Совсем другое дело курды, расположившиеся к северу от дороги. Упоминание об обосновавшемся в высокогорных районах и занимавшемся прибыльным бизнесом дорожного разбоя народе вызывает благоговейный трепет у простых персов, хотя русские тоже относились к ним с большим почтением и явно переоценивали их свирепость. Во время пребывания русских на этой дороге отдельные потери от курдских налетчиков были довольно частыми. Курдов сравнивали с патанами[5 - Патаны – индийское название афганских племен пуштунов, живущих в северо-западной части Пакистана.] северо-западного пограничья Индии, и если верить этому сравнению, то для миссии вырисовывались довольно мрачные перспективы.

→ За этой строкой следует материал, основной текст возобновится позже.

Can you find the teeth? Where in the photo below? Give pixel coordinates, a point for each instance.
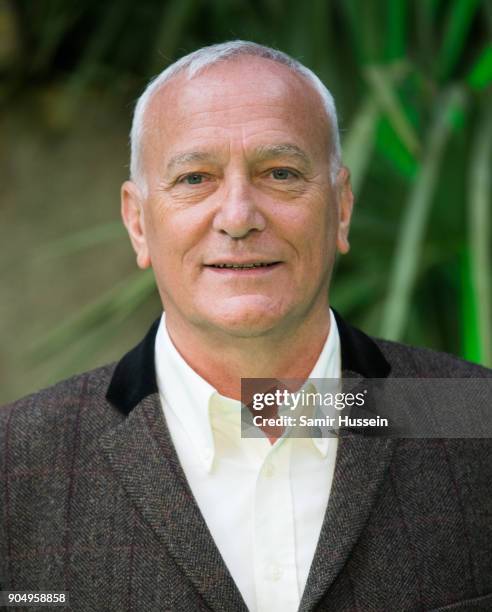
(258, 265)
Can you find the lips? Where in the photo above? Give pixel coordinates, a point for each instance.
(243, 266)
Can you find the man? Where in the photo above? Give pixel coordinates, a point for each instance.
(131, 487)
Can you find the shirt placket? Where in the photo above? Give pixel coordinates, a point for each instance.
(274, 534)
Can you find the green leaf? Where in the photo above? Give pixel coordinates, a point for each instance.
(396, 28)
(117, 303)
(458, 25)
(480, 236)
(383, 88)
(481, 74)
(358, 143)
(410, 239)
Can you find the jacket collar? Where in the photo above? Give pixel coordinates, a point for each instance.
(134, 377)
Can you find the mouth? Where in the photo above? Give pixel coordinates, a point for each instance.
(243, 268)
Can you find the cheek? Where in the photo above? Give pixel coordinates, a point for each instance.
(174, 233)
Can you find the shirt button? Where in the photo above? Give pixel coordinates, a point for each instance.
(275, 573)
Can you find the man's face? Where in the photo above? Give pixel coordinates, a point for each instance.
(237, 166)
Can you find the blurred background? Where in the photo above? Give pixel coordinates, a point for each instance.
(412, 81)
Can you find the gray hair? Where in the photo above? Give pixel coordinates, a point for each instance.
(195, 62)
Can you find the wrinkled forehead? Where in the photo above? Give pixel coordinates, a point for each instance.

Встреча с русской революционной армией, и особенно с большевистской ее частью, сулила непреодолимые препятствия, поскольку большевики, возмущенные отказом британского правительства от их признания, уже заняли резко антибританскую позицию.

Дженгелийцы Гиляна под предводительством своего грозного революционного вождя Кучек-хана могли стать еще большим препятствием на пути к успеху миссии. Мирза Кучек-хан, насильственным путем захвативший в свои руки управление всей страной Гилян, через которую пролегали последние 70 миль нашего пути, принял жесткую программу против иностранцев, угрожавшую смертью и уничтожением всем белым людям, которые попадались ему на пути, и теперь в союзе с большевиками удерживал Энзели, единственный порт на Каспии, из которого мы могли надеяться отплыть.

Трудности подобного рода обычно рассеиваются, встретив решительное сопротивление, но даже в случае их успешного преодоления мы в конце концов высадились бы в порту Баку, где в это время царили большевистские и антибританские настроения, более сильные, чем в любой другой точке Кавказа.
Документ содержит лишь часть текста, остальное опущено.